Comment by fg137
2 hours ago
I recently completed the 2025 version of this course (video + most assignments, skipping some of the most costly part of the tasks). That's quite something. There is a lot going on in the first two assignments which required a ton of thinking and debugging. Despite having a decent foundation in deep learning, it took me several months to finish it using bits of my after-work hours and weekends. (I am not a model part-time student by any means, and sometimes I didn't get to work on this for days, but it could have been much worse.) Hard to imagine how enrolled Stanford students manage to submit assignments in two week cadence.
Coming back to the course, kudos to the course staff, including professors and TAs. The obviously put a ton of thought in designing the course, putting together those slides that contain the latest updates of the field, and preparing the wonderful assignments. You get to create a real LM and explore other important parts of LLM pipeline from small building blocks and validate them, validate each step, and see for yourself how everything comes together. You can really feel a sense of achievement after completing the assignments.
That said, while the staff obviously put a lot of effort into making this accessible to everyone, I wish they made a bit more effort in clarifying the environment requirement. Their harness works best on a Linux environment with NVIDIA GPU, which may be taken for granted for researchers but rare for home computer setup. Their setup also expects specific CUDA versions and/or architectecture. For following at home, the next best setup is Windows with WSL2 + NVIDIA GPU, plus leased GPUs on various platforms, none of which is exactly trivial (or cheap, for that matter). It would be nice if the staff could put together a bit more guidance in that area, especially how someone without any compatible GPU can make the most out of the course. (One thing I learned is that if you use Mac OS and are not careful about memory analysis, your python code could freeze and force reboot your machine).

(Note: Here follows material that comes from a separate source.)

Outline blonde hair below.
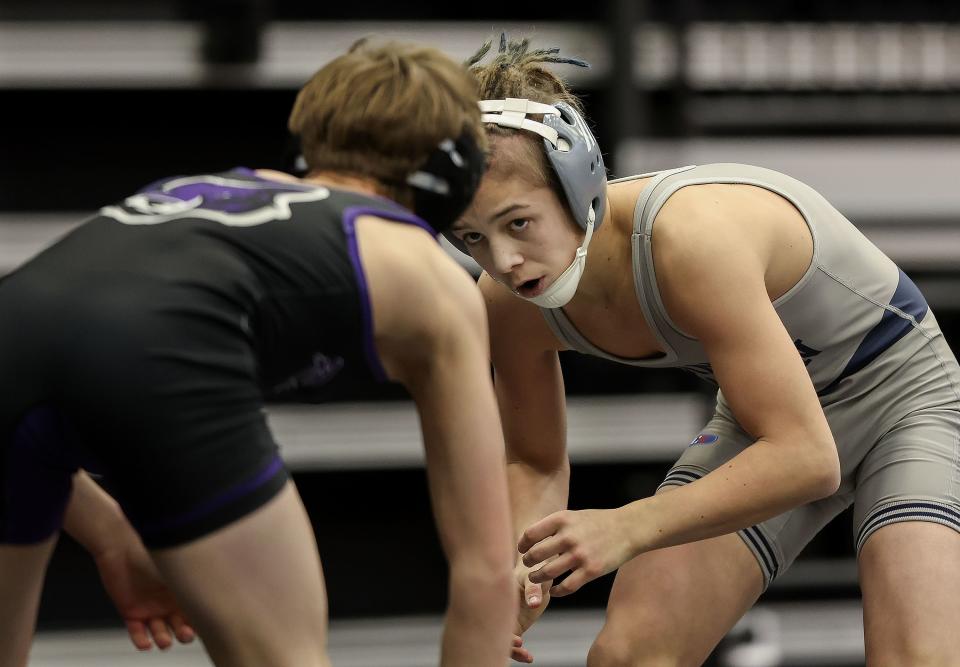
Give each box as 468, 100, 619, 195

TA here. Noted! I now have more resources to test more environments, and will do so whenever possible. I think freezing due to memory overuse is going to be a problem with anything you code yourself, but I do think we could be more rigorous with guiding people to achieve limited memory use for the tokenizer task.

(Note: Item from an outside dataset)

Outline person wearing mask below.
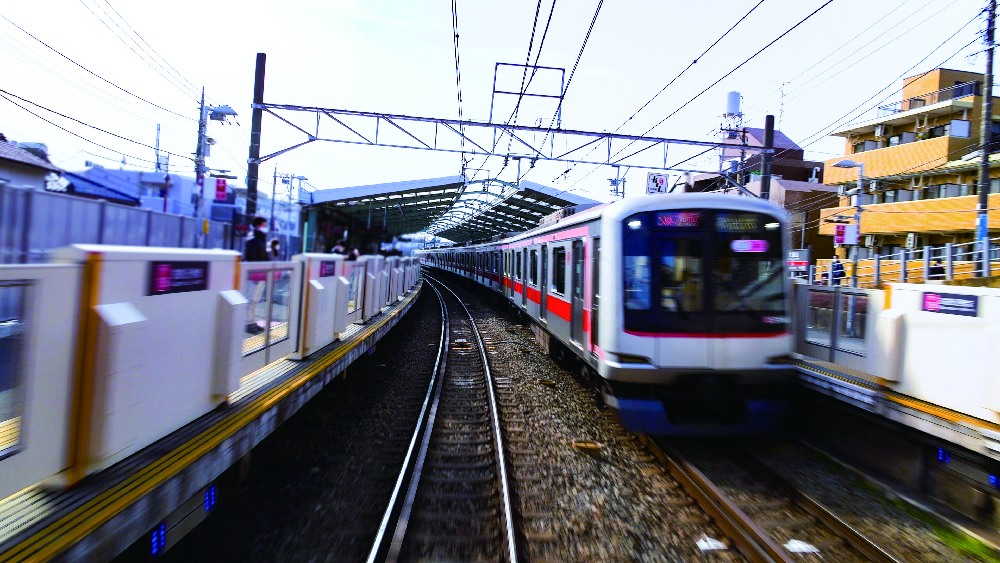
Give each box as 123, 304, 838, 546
243, 217, 268, 262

IMO the cost of renting GPUs is a bit overstated in these comments. Generally almost all of the development can be done locally, and then ran for a short period of time using on-demand GPUs. For assignment 1, you can run everything on your local machine, even if you don't have a GPU. For A1 and A2, you can do (most of) the tasks with only a few hours of renting. Without being too careful using rental GPUs throughout will net you around $200 of a compute budget, but you can easily get this under $50 if you're willing to scale down many of the problems. I think we could work on making this clear and charting what these changes are.
If you have further feedback or encounter problems, feel free to open issues in the repos so we can resolve them! It's hard for us to fix issues we're not aware of.
Memory overuse: for context, it's about parallelism on gloo backend with CPU. My observation is that on Linux, the same (bad) python code will result in the process getting killed quickly, saving user the trouble of rebooting. Not sure if MacOS behavior is expected in the first place.
GPU cost: most of us will spend at least a few hours of troubleshooting to get started on a leased GPU, including but not limited to figuring out how much storage is needed, if CUDA version works well etc. No GPU is definitely possible but difficult. Plus, one issue might be that most of us just don't have enough experience working with them, resulting in more time figuring things out.
Github issues -- noted, will create any issue that I can think of.